Evidence Collection and Review
  • Literature search and review strategy is defined by the guideline lead author based on the defined scope of a new guideline or update.
  • A comprehensive literature search and review is conducted for a new guideline or an extensive update using PubMed, other pertinent databases of peer-reviewed literature, and relevant conference abstracts to establish the evidence base for guideline recommendations.
  • A targeted search and review to identify recently published evidence is conducted for guidelines published within the previous 3 years.
  • Title, abstract, and article reviews are performed by the lead author. The JHU editorial team collates evidence and creates and maintains an evidence table for each guideline.
Recommendation Development
  • The lead author drafts recommendations to address the defined scope of the guideline based on available published data.
  • Writing group members review the draft recommendations and evidence and deliberate to revise, refine, and reach consensus on all recommendations.
  • When published data are not available, support for a recommendation may be based on the committee’s expert opinion.
  • The writing group assigns a 2-part rating to each recommendation to indicate the strength of the recommendation and quality of the supporting evidence. The group reviews the evidence, deliberates, and may revise recommendations when required to reach consensus. 
Review and Approval Process
  • Following writing group approval, draft guidelines are reviewed by all contributors, program liaisons, and a volunteer reviewer from the AI Community Advisory Committee.
  • Recommendations must be approved by two-thirds of the full committee. If necessary to achieve consensus, the full committee is invited to deliberate, review the evidence, and revise recommendations when required.
  • Final approval by the committee chair and the NYSDOH AI Medical Director is required for publication.
External Reviewers
  • External peer reviewers recognized for their experience and expertise review guidelines for accuracy, balance, clarity, and practicality and provide feedback.
  • Peer reviewers may include nationally known experts from outside of New York State.
Update Process
  • JHU editorial staff ensure that each guideline is reviewed and determined to be current upon the 3-year anniversary of publication; guidelines that provide clinical recommendations in rapidly changing areas of practice may be reviewed annually. Published literature is surveilled to identify new evidence that may prompt changes to existing recommendations or development of new recommendations.
  • If changes in the standard of care, newly published studies, new drug approval, new drug-related warning, or a public health emergency indicate the need for immediate change to published guidelines, committee leadership will make recommendations and immediate updates.
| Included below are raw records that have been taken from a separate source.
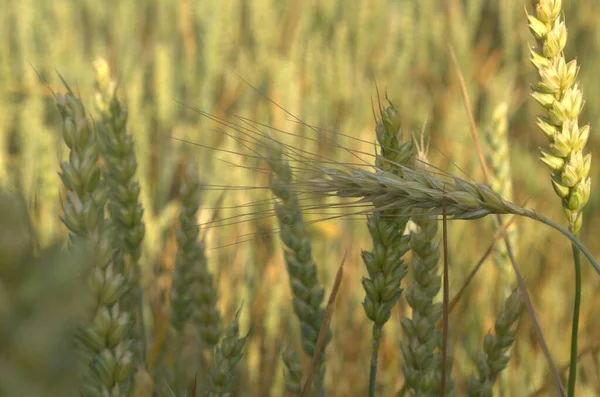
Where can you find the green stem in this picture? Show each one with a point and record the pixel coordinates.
(575, 329)
(576, 242)
(374, 359)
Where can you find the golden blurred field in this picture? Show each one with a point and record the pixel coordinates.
(319, 60)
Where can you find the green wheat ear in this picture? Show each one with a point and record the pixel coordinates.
(193, 292)
(384, 263)
(422, 349)
(293, 373)
(125, 211)
(308, 295)
(228, 354)
(494, 357)
(106, 339)
(194, 296)
(498, 160)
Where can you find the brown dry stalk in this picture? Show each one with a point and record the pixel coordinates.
(314, 367)
(446, 288)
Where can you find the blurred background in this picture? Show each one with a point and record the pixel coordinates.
(318, 59)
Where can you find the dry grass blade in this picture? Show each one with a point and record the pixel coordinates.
(520, 281)
(314, 367)
(446, 287)
(499, 235)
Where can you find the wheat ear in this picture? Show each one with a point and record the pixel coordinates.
(308, 295)
(106, 339)
(562, 97)
(421, 350)
(125, 211)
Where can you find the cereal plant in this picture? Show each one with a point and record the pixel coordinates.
(176, 206)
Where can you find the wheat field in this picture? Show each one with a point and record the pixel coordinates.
(324, 198)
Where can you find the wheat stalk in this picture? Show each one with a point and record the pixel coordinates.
(559, 93)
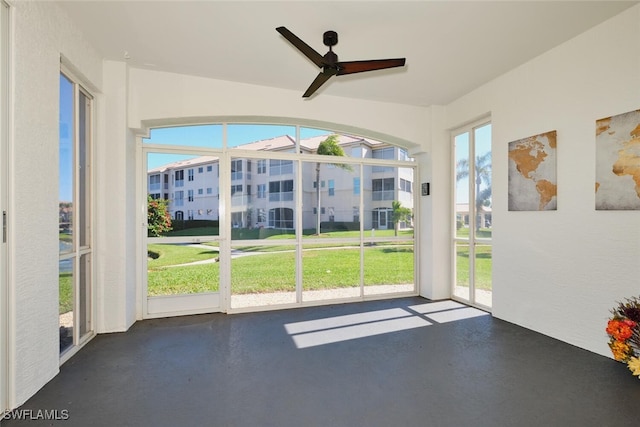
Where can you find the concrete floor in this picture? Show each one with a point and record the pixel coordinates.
(317, 367)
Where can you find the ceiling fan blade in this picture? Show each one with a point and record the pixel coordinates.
(319, 81)
(302, 46)
(351, 67)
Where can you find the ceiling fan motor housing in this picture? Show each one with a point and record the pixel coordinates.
(330, 38)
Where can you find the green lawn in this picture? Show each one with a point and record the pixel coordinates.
(275, 271)
(65, 293)
(483, 266)
(271, 233)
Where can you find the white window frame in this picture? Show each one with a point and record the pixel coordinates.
(78, 250)
(6, 337)
(472, 240)
(291, 169)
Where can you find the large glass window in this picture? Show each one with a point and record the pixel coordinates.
(473, 220)
(292, 228)
(74, 213)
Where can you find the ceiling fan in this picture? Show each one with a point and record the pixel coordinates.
(329, 62)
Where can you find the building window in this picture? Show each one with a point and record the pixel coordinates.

  • All contributing committee members review and approve substantive changes to, additions to, or deletions of recommendations; JHU editorial staff track, summarize, and publish ongoing guideline changes.
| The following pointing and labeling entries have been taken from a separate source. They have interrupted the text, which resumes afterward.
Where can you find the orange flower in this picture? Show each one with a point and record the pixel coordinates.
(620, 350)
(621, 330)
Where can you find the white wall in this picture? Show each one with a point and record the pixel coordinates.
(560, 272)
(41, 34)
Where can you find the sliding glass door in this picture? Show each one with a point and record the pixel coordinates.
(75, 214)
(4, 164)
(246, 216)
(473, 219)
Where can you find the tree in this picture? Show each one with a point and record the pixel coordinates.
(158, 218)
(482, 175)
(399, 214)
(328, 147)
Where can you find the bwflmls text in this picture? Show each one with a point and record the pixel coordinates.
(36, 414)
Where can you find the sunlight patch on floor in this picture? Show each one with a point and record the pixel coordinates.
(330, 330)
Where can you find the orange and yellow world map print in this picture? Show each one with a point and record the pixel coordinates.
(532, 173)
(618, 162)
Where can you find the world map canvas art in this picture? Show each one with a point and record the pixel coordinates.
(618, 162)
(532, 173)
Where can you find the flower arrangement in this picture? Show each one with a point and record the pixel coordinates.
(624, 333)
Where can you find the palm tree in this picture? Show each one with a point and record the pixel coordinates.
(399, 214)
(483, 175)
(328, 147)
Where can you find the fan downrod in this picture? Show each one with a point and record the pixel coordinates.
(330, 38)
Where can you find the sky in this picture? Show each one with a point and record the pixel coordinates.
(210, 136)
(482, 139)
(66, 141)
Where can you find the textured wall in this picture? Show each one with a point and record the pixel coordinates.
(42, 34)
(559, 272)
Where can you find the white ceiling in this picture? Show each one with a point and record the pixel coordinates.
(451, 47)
Recommendation Ratings Scheme
Strength Quality of Evidence
Rating Definition Rating Definition
A Strong 1 Based on published results of at least 1 randomized clinical trial with clinical outcomes or validated laboratory endpoints.
B Moderate * Based on either a self-evident conclusion; conclusive, published, in vitro data; or well-established practice that cannot be tested because ethics would preclude a clinical trial.
C Optional 2 Based on published results of at least 1 well-designed, nonrandomized clinical trial or observational cohort study with long-term clinical outcomes.
  2† Extrapolated from published results of well-designed studies (including nonrandomized clinical trials) conducted in populations other than those specifically addressed by a recommendation. The source(s) of the extrapolated evidence and the rationale for the extrapolation are provided in the guideline text. One example would be results of studies conducted predominantly in a subpopulation (e.g., one gender) that the committee determines to be generalizable to the population under consideration in the guideline.
3 Based on committee expert opinion, with rationale provided in the guideline text.